You Keep Nothing
“The desire for a lasting external security is uppermost, revealing itself in the endless pursuit of health, happiness, possessions and so on, defense of what has been acquired being the obsessive idea, and yet no real defense being possible, because one cannot defend what is undefendable.” —Henry Miller
We all know that ownership is illusion, that material possessions are loaners. Eventually they crumble, or we do. When I didn’t ‘own’ anything I truly valued—which wasn’t so long ago—it didn’t matter. Now that I have possessions that mean something to me—a house from which I’m currently looking at Pikes Peak, an Alvin Gil-Tapia at the top of the stairs, a signed and numbered Ed Mell in the hall, a pair of John Meister oils hanging in the living room—it’s harder to accept.

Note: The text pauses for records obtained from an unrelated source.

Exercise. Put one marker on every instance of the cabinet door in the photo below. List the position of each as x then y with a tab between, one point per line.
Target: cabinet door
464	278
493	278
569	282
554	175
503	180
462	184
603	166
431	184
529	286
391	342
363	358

But as Henry Miller points out, trying to secure any possession is futile business. Ah, but the enlightened among us prize the jewels of the mind, an active and vivid interior world: collecting wisdom, cultivating a way of life, refining a point of view, honing an aesthetic, embodying an approach. Right?
So it’s bitter indeed to realize that all those non-material treasures are possessions too, that knowledge, wisdom, memory—all of it—frays.
Equally applicable to the body, of course. All the strength I work for in the gym? It’s temporary gain destined to leave at some point.
Our lives are loaners. We are renters by nature.